SISI & I
(director/writer: Frauke Finsterwalder; screenwriter: Christian Kracht; cinematographer: Thomas W. Kiennast; editor: Andreas Menn; music: Matteo Pagamicie; cast: Susanne Wolff (Sisi), Sandra Huller (Countess Irma Sztáray), Anthony Calf (Earl Spencer), Tom Rhys Harries (Smythe), Andrea Winkler (Ludovica von Bayern), Georg Friedrich (Archduke Viktor of Austria), Sibylle Canonica (Maria Countess of Sztaray), Markus Schleinzer (cameo by German filmmaker, Kaiser Franz Joseph), Stefan Kurt (Graf von Berzeviczy), Sophie Hutter (Fritzi), Maresi Riegner (Marie), Johanna Wokalek (Grafin Festetics); Runtime: 132; MPAA Rating: NR; producers: Philipp Worm/Tobias Walker; MMC Independent; 2023-Germany/Switzerland/Austria-in German, French and English with English subtitles)
“An irreverent, middlebrow and lavish costume drama on German regal history in the 19th century.”
Reviewed by Dennis Schwartz
An irreverent, middlebrow and lavish costume drama on German regal history in the 19th century.
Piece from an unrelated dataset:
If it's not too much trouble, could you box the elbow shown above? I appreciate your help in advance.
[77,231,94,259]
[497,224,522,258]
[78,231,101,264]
It tells the story of -the capricious Empress Elisabeth of Austria-Hungary, known as Sisi (Susanne Wolff). It’s directed and written by German filmmaker Frauke Finsterwalder (“Finsterworld”/”Die Grosse Pyramid”) as if a soap-opera with modern-day feminist trappings. It follows another recent biopic on Sisi, the subversive and bolder visionary one of Corsage by Marie Kreutzer.
Late in the 19th century, four years before her death by assassination in 1898, the reclusive Sisi is living in a women’s only commune in Corfu, Greece (with Malta subbing), where she is joined by the Countess Irma (Sandra Huller), the lady-in-waiting, who is single and repulsed by men, to be her companion. The Hungarian companion cunningly bows to the unconventional whims of the Empress by letting go of her stylish Viennese ways in fashion to dress humbly and curbing her rich appetite to eat sparingly like Sisi. What the obedient companion can’t do is have sex like the Empress, who for hedonist pleasure turns to her flamboyant pal, the Archduke Viktor of Austria (Georg Friedrich) or getting it on with the handsome but callow British stable-hand Smythe (Tom Rhys Harries). Irma proclaims “Men always remind me of tablecloths.” Yet while her mistress loves being in the company of devoted women, their desires never seem entirely compatible.
The so-so film offers predictable mainstream entertainment, and good acting by the co-stars.
It played at the Berlin Film Festival.